Jasseron il y a 10 ans, en 1996

10/01/2007

Les dates de la Maison Saint-Joseph

24/01/2007

La bibliothèque : 15 ans d'existence

Le Progrès du 07/01/2006
Jasseron en 1985

Samedi 7 janvier 2006 à 17 heures, Bernard Dupin, maire, et le conseil municipal accueilleront la population de la commune à la salle des fêtes pour la traditionnelle cérémonie d’échanges des vœux.
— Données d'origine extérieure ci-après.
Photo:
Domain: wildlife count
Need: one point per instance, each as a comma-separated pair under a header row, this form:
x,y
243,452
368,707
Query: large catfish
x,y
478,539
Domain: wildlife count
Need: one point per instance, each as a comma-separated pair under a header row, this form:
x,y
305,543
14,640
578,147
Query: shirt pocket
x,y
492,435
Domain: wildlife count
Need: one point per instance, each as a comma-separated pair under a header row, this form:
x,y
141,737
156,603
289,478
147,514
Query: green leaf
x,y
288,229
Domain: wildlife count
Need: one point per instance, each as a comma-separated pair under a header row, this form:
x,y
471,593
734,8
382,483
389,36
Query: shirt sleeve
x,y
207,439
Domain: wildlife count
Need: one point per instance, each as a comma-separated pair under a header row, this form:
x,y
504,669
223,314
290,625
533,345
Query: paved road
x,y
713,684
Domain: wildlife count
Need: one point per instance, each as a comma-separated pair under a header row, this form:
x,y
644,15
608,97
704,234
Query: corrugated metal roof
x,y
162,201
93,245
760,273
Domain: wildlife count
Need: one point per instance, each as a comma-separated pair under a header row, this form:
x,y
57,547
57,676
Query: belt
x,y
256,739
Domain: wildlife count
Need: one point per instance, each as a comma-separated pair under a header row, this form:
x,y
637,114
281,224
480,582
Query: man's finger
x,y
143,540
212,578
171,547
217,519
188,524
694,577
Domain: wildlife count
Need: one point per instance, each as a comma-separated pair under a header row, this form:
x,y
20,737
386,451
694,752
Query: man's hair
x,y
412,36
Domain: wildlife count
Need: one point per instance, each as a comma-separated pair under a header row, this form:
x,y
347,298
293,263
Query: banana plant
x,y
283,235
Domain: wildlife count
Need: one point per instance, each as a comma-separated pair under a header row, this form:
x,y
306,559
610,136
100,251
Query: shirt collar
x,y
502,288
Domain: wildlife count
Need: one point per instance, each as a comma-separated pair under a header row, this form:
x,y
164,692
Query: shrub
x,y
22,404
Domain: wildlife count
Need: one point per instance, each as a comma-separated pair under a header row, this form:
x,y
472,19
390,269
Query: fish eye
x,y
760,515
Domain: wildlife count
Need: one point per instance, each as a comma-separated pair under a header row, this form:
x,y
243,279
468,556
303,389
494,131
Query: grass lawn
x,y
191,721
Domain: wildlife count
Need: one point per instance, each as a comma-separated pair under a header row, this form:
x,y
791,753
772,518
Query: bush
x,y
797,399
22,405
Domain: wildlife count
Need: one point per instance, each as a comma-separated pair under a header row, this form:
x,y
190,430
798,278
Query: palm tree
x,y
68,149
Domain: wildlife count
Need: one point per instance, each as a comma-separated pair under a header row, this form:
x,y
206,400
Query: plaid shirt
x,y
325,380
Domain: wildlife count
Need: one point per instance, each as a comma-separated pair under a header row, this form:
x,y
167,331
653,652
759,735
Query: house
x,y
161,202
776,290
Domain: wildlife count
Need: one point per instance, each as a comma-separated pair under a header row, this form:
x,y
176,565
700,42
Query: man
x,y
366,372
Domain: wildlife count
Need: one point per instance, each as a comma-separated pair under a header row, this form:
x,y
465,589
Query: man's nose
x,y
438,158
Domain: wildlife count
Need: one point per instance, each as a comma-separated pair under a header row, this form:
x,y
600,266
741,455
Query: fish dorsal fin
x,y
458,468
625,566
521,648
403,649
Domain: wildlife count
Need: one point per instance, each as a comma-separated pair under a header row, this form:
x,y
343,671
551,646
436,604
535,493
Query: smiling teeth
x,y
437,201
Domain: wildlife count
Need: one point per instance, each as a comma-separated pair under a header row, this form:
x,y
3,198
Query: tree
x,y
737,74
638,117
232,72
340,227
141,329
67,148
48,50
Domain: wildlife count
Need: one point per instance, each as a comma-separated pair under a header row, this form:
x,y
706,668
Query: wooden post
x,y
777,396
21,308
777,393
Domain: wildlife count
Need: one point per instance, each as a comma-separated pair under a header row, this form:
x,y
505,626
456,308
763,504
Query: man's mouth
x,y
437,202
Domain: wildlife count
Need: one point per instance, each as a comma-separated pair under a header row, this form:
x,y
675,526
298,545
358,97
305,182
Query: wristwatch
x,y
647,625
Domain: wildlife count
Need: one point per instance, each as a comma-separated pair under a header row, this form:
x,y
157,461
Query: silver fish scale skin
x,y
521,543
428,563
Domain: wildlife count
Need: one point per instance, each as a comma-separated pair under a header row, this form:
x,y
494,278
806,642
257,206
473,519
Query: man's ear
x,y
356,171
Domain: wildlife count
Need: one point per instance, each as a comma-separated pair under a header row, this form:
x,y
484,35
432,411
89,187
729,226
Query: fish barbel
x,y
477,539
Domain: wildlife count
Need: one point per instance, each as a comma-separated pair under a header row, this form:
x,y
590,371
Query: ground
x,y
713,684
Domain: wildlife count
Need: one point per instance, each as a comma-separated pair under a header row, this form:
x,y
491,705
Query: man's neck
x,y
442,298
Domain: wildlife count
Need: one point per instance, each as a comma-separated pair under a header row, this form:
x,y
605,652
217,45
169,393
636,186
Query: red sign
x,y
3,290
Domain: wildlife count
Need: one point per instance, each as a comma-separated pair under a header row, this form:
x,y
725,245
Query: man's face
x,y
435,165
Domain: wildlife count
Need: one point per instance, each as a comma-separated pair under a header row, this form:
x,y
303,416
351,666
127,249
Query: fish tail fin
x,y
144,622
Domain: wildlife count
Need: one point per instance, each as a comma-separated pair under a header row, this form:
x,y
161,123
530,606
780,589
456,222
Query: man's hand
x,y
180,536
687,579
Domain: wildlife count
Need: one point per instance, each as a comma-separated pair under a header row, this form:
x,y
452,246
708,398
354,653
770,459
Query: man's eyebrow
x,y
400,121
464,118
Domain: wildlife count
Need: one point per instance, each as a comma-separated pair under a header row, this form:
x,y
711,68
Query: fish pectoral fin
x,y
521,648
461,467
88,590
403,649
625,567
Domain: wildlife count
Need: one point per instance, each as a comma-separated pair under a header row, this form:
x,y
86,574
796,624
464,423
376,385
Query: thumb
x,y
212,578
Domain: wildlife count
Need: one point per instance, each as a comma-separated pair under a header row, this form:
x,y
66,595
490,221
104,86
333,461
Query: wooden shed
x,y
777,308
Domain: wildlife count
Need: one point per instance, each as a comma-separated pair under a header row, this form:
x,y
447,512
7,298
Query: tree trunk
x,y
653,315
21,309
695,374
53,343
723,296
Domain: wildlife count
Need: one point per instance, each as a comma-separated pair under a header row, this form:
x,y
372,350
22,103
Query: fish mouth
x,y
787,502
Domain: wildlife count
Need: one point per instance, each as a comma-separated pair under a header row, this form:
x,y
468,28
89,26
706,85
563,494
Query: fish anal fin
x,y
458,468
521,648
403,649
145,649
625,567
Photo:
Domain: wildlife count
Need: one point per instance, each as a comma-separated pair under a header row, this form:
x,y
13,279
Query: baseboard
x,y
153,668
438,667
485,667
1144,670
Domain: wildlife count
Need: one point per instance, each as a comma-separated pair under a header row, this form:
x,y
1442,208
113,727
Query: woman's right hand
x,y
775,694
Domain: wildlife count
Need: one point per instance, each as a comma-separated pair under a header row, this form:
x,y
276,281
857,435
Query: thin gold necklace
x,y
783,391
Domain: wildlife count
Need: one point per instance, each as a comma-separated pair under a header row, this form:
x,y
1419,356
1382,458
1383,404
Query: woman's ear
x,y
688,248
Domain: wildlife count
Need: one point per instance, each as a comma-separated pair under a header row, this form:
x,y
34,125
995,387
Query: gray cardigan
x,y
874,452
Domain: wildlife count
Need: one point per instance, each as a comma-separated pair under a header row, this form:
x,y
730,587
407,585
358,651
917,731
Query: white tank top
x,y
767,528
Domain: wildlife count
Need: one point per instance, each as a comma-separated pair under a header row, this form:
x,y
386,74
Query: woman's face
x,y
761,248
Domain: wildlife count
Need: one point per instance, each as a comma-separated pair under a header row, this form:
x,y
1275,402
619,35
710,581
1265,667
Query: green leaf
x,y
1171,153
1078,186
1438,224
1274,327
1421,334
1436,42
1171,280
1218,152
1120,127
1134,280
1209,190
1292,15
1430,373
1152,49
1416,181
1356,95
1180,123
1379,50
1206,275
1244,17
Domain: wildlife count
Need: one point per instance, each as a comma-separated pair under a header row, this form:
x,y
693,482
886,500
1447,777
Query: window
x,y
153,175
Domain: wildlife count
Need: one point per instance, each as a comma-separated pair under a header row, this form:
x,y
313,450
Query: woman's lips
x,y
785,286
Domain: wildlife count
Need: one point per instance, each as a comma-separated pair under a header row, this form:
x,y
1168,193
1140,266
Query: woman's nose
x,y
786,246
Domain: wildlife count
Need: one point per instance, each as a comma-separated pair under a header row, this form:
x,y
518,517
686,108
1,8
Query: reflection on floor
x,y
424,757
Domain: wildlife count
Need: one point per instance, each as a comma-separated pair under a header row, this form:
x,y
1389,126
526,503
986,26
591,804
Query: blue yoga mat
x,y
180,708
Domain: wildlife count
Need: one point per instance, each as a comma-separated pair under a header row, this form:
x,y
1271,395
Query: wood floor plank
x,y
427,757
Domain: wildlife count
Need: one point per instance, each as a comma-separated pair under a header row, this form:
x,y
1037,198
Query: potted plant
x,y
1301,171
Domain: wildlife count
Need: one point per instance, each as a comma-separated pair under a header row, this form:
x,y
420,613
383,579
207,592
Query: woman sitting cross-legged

En 1986, il y a 20 ans, c’est le vendredi 3 janvier à 20 h 30 qu’avait choisi Bernard Chanel, maire, et son équipe pour rappeler les faits marquants de l’année 1985.

Une soirée qui se déroule au foyer Crétin, ancienne « fruitière » ou fromagerie, qui est devenu l’actuelle salle des fêtes.

Joseph Benezeth, conseiller municipal et président de la commission communication, avait organisé, avec les associations, une exposition de photos et des montages audio-visuels, agrémentés d’intermèdes musicaux.


1985, une année dynamique

Lors de cette manifestation, Frédéric Tarare, Isabelle Danjean, Sébastien Guerry et Béatrice Galle, jeunes accordéonistes, sont remarqués pour leurs performances artistiques.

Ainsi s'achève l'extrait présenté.